Saturday, October 9, 2010

Drink recommendation

Within the last ten days I've been in Asia, Europe and North America. I've taken jetlag to a new level. Usually there is a reference point, you can say, "It's past midnight in the Netherlands at the moment, my internal clock thinks it's past my bedtime and that's why I am so tired." Now I have no clue why time my internal clock reads.

At the grocery store, I just picked out a four pack of energy drink in order to try to jump start myself and get re-aligned with the cycle of the sun at my current location. I stood for ten minutes in front of the selections, looking at the cans and then reading the labels. I wanted something not too expensive, sugar free and also with guarana. A Brazilian colleague had recommended guarana as one of the best "pick up" ingredients you can get in an energy drink.

What I could use is a good drink recommendation system. The Asian part of this odyssey took place in Tokyo, and the following video was what YouTube there listed as a popular video. It had received 44466 views in the one day since it had been uploaded.

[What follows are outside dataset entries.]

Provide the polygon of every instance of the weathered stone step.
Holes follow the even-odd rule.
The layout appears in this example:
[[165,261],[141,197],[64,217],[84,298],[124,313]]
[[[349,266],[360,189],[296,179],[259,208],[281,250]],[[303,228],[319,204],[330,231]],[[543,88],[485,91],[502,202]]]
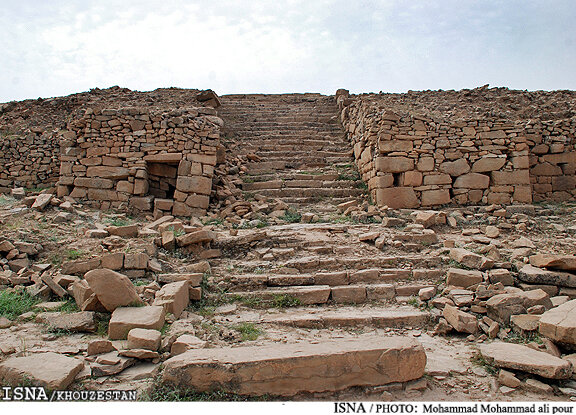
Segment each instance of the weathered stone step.
[[198,392],[292,396],[408,382],[424,375],[415,339],[363,336],[316,344],[198,349],[168,359],[162,381]]
[[234,298],[253,298],[263,301],[274,301],[282,297],[298,299],[300,304],[325,304],[330,297],[330,287],[328,285],[281,287],[273,289],[238,291],[226,293],[225,296]]
[[314,309],[285,311],[265,316],[261,322],[301,328],[369,326],[379,328],[423,328],[431,321],[430,313],[413,307]]
[[283,197],[352,197],[360,196],[364,190],[357,188],[293,188],[283,189],[262,189],[258,194],[272,198]]
[[350,145],[347,141],[341,141],[336,139],[323,139],[319,140],[316,138],[304,137],[304,138],[290,138],[285,136],[272,136],[269,135],[266,138],[252,138],[246,146],[270,146],[271,148],[281,148],[282,146],[295,147],[301,146],[302,144],[308,146],[339,146],[343,149],[349,149]]
[[[254,276],[237,276],[239,284],[261,282],[268,279],[256,279]],[[293,280],[296,282],[296,280]],[[304,282],[309,282],[305,280]],[[263,305],[274,306],[275,301],[297,299],[302,305],[326,304],[363,304],[371,301],[390,301],[396,297],[414,297],[422,288],[434,287],[431,283],[394,286],[393,284],[349,284],[349,285],[293,285],[285,287],[250,287],[250,291],[230,291],[225,294],[232,300],[261,300]],[[238,287],[234,287],[238,288]],[[246,288],[246,287],[244,287]]]
[[[300,140],[294,140],[300,141]],[[259,144],[251,141],[246,143],[246,145],[242,146],[242,151],[240,154],[248,154],[248,153],[255,153],[260,152],[262,154],[270,154],[270,152],[277,152],[282,151],[284,153],[293,153],[295,151],[302,152],[302,149],[306,149],[307,151],[325,151],[329,153],[350,153],[350,147],[345,143],[334,143],[334,144],[311,144],[302,140],[300,142],[295,142],[294,144],[279,144],[278,142],[270,142],[266,140],[266,144]]]
[[242,190],[253,191],[253,190],[270,190],[270,189],[304,189],[304,188],[318,188],[322,189],[350,189],[357,188],[358,185],[362,183],[360,180],[328,180],[328,181],[318,181],[318,180],[270,180],[266,182],[253,182],[253,183],[242,183]]

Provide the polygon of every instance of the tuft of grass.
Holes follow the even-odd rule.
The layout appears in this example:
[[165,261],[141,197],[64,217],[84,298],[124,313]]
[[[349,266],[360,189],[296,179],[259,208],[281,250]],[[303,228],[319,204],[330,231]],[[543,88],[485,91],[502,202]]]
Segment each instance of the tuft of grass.
[[360,174],[357,171],[353,171],[350,173],[340,173],[338,175],[338,179],[339,181],[353,181],[355,182],[356,180],[360,180]]
[[220,219],[220,218],[208,219],[206,222],[204,222],[204,225],[217,225],[217,226],[221,226],[221,225],[224,225],[224,219]]
[[86,252],[80,251],[78,249],[68,249],[66,251],[66,258],[68,260],[73,261],[75,259],[81,258]]
[[302,215],[293,209],[288,209],[284,216],[280,216],[280,219],[288,223],[300,223]]
[[139,401],[144,402],[242,402],[242,401],[269,401],[269,395],[244,396],[223,390],[214,389],[209,392],[196,392],[192,388],[164,383],[160,376],[153,379],[149,389],[141,393]]
[[289,308],[302,305],[302,301],[289,294],[276,294],[272,300],[272,304],[276,308]]
[[232,328],[242,335],[243,342],[256,340],[258,336],[264,333],[254,323],[240,323],[232,326]]
[[80,311],[80,309],[78,308],[76,301],[67,300],[66,303],[62,304],[55,311],[59,311],[61,313],[77,313]]
[[12,206],[14,203],[16,203],[16,199],[14,199],[12,196],[0,195],[0,206]]
[[111,315],[106,313],[96,313],[96,334],[101,337],[108,337],[108,325]]
[[0,316],[10,320],[31,311],[40,300],[24,290],[0,292]]
[[451,259],[450,261],[448,261],[448,265],[449,265],[451,268],[466,269],[466,270],[468,270],[468,271],[472,270],[472,268],[467,267],[466,265],[461,264],[460,262],[455,261],[455,260],[453,260],[453,259]]
[[108,223],[112,226],[128,226],[131,221],[128,218],[110,218]]
[[542,337],[538,332],[526,332],[526,333],[516,333],[511,331],[506,336],[506,341],[509,343],[518,343],[518,344],[526,344],[526,343],[538,343],[542,344]]
[[470,361],[472,362],[472,364],[484,368],[484,370],[491,375],[496,375],[498,373],[498,368],[496,368],[494,365],[488,363],[486,358],[484,356],[482,356],[482,354],[480,352],[476,352],[470,358]]
[[70,336],[71,334],[73,334],[73,332],[71,332],[70,330],[60,329],[57,327],[48,327],[46,329],[46,333],[53,334],[56,337],[65,337],[65,336]]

1 dag geleden 44466 keer bekeken



It is a news report on a drink vending machine (a Tokyo fixture) that recommends drinks by taking your picture and doing a little bit of multimedia content analysis that gives it clues as to your age and gender.

In my current situation, age and gender wouldn't have been enough. Rather the system would need information about my internal state -- the camera would have to have noticed the unfocused glaze of my tired eyes. In this situation, internal-state information could be inferred if the system had access to information about my geo-coordinates within the last ten days. Access to a recent history of my sleeping-waking pattern would provide an even better source of evidence.

However, another key bit of information, that would be critical to get to the correct drink would be that at the moment I do not want to be tired. I can't be tired. I don't want something that will relax me -- no chamomile, not yet. I need to work.

The bottom line is clear: barring a system that has access to all that information and the ability to use it in the right way, the Brazilian colleague remains the best source of drink recommendations.

And it looks like the drink is working already, since I have already reached a level of alertness to attempt a blog post.